USD/INR hit a fresh seven-week high near 96.13 as crude futures surged and 10-year US Treasury yields climbed toward 4.66%.

The Indian rupee weakened sharply against the US dollar on Tuesday, with USD/INR rising to a fresh seven-week high near 96.13. FXStreet attributed the move to surging oil prices and stronger US Treasury yields reducing the appeal of the rupee.

In early trading, the MCX Crude Oil contract expiring July 20 opened about 4.2% higher to around Rs. 7,673, its strongest level in nearly a month. The outlet said currencies in oil-import dependent economies such as India typically underperform when energy prices rise.

Rising bond yields also added pressure, with 10-year US Treasury yields up about 0.3% to near 4.62%, approaching an 18-month high of 4.66%. FXStreet linked the risk sentiment hit to US policy moves around Iran, including the reinstatement of a blockade on Iranian sea ports and a proposed 20% fee on cargo ships using the Strait of Hormuz.
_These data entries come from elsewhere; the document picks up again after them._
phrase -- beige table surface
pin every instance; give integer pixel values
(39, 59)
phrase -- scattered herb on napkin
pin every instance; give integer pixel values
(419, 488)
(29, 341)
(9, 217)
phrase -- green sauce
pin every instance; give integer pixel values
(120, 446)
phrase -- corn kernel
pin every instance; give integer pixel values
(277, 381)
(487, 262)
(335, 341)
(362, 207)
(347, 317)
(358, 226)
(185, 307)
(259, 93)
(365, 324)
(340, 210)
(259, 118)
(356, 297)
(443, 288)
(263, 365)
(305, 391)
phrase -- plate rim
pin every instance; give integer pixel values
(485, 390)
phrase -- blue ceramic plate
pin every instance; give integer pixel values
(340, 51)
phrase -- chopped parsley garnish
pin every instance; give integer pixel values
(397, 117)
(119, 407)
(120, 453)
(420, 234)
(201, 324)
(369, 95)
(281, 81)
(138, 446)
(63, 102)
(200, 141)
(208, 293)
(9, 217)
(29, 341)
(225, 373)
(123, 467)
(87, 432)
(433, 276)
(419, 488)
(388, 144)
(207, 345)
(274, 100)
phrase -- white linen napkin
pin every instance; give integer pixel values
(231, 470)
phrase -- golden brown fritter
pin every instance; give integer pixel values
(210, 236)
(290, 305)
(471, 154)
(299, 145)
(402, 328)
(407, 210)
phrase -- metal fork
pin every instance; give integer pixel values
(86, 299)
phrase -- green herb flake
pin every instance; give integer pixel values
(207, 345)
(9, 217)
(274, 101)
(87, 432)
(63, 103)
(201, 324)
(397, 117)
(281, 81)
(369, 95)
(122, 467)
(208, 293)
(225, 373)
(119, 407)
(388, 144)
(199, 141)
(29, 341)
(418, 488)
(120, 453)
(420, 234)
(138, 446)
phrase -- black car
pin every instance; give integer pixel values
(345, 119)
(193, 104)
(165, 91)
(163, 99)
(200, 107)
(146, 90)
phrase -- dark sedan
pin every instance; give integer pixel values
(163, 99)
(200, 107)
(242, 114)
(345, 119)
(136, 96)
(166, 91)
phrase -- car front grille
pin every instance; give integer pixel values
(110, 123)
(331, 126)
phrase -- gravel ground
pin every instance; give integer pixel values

In addition, investors were watching upcoming US data and policy signals, including June Consumer Price Index and Federal Reserve Chairman Kevin Warsh’s testimony. FXStreet noted Fed Governor Christopher Waller said another hot inflation reading would be treated as “signal, not noise,” and cited market estimates for US headline CPI cooling to 3.8% year over year in June from 4.2% in May.